Director John Krokidas lusciously paints the story in nostalgic sepia while setting the tone driving forward with the jittery urgency of an era perched on great change. Daniel Radcliffe plays latter day great Allen Ginsberg as a wide-eyed freshman swept across the river from his dysfunctional New Jersey home into the vortex of the more charismatic characters he encounters at Columbia – William Burroughs, Jack Kerouac and the pretty boy troublemaker Lucien Carr, played by Dane DeHaan with all the piercing, smirky magnetism of a young Leonardo DiCaprio.

Ginsberg’s obsession with Carr forms the central relationship as the young poet grapples with discovering his own sexuality and his writerly talents (cue the feverish typing).
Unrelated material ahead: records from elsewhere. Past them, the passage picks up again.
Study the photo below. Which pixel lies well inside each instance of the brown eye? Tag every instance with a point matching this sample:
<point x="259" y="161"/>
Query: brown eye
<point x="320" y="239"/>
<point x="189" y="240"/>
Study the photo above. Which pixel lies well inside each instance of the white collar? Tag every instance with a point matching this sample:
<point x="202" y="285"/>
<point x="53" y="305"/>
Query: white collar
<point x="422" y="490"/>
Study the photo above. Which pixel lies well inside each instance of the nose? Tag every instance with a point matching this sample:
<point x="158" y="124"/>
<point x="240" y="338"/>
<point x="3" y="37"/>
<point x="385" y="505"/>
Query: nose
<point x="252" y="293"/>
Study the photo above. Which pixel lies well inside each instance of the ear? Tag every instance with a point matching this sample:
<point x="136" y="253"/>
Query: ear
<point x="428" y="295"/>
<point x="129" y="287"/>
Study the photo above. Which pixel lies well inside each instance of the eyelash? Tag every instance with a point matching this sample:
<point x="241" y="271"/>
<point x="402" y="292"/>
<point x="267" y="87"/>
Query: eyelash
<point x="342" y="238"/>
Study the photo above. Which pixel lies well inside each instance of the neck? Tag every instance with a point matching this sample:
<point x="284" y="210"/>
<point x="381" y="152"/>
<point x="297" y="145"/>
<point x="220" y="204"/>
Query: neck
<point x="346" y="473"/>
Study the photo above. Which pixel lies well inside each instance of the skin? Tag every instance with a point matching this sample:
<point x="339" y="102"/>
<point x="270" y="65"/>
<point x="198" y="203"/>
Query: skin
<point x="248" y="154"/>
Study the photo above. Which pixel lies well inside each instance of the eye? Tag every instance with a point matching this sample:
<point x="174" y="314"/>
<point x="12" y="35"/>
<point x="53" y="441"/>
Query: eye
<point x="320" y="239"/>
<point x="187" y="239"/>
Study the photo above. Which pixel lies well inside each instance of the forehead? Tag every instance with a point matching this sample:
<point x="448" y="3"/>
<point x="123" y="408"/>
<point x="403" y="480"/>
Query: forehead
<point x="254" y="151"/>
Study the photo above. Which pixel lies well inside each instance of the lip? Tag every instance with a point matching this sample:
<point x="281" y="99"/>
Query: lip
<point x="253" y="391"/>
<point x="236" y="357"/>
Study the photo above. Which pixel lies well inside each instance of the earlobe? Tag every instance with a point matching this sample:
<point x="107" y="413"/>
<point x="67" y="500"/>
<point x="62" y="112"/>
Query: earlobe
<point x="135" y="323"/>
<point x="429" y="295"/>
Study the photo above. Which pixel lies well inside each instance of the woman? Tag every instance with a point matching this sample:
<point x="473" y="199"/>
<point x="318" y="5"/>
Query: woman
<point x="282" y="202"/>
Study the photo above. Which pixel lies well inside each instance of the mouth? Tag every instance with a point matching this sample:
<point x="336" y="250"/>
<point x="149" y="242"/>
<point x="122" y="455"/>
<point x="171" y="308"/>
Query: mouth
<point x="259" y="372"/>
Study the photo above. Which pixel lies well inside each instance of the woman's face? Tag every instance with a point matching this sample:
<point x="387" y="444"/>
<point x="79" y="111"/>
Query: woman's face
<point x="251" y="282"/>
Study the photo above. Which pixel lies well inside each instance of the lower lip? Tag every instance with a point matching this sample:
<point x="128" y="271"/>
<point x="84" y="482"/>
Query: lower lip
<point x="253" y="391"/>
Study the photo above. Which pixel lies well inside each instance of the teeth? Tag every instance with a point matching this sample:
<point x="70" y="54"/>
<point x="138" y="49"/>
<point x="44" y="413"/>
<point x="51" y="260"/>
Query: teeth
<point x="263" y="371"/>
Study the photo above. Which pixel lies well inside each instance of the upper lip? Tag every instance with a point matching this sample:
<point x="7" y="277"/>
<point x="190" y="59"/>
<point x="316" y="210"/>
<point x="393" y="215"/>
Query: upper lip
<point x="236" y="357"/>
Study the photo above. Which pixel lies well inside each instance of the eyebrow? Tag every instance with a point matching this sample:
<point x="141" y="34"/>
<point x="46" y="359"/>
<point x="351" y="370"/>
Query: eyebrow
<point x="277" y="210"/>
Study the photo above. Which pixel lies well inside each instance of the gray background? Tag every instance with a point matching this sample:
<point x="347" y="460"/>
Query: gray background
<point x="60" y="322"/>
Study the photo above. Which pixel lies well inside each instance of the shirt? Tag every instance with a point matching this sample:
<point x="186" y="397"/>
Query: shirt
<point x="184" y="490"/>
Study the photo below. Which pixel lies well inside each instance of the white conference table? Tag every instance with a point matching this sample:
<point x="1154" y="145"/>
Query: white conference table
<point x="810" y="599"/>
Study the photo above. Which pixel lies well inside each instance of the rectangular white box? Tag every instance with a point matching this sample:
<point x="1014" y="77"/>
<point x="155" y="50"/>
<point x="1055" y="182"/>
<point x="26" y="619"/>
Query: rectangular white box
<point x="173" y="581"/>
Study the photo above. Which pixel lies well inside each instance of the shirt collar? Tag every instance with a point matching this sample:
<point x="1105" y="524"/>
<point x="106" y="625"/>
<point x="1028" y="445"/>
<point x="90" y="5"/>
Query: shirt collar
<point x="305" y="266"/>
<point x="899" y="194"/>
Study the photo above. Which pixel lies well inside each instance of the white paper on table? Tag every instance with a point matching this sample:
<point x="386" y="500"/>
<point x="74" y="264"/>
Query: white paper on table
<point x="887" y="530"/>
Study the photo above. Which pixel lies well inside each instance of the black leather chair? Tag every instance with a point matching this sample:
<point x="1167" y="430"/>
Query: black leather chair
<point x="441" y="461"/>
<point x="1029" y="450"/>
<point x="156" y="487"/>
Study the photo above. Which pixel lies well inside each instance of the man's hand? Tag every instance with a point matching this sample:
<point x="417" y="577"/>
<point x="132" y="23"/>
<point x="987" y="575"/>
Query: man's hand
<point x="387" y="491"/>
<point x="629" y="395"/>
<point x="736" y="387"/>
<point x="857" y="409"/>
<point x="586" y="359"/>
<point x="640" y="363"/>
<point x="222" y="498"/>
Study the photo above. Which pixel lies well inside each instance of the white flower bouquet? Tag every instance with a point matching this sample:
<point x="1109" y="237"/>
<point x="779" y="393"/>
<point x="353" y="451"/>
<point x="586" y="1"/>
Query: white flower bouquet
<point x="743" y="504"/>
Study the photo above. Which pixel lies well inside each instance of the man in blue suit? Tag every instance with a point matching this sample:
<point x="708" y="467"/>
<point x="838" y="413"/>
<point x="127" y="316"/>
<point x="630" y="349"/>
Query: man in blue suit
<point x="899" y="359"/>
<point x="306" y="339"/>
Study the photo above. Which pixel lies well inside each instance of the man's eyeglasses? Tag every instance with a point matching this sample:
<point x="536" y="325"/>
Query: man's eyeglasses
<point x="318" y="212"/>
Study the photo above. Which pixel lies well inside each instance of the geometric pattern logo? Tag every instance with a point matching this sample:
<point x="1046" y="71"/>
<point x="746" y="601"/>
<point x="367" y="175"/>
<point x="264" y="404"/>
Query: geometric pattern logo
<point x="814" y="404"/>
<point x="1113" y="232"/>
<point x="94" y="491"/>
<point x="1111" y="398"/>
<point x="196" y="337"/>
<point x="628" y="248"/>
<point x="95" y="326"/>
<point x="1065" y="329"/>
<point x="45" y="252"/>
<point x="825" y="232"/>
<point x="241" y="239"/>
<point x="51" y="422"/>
Radcliffe proves he’s more than a one-trick wizard but it’s the instigator Carr who is the most intriguing character, excitingly leading the manifesto then becoming embroiled in the killing. That we only see him through passive Ginsberg’s adoring eyes sets up a distance that stalls the drama at times. Yet, by keeping the film focused on one eventful time period, Kill Your Darlings avoids the traps of most sprawling biopics and this largely factual rendering makes a thrilling prelude to literary history.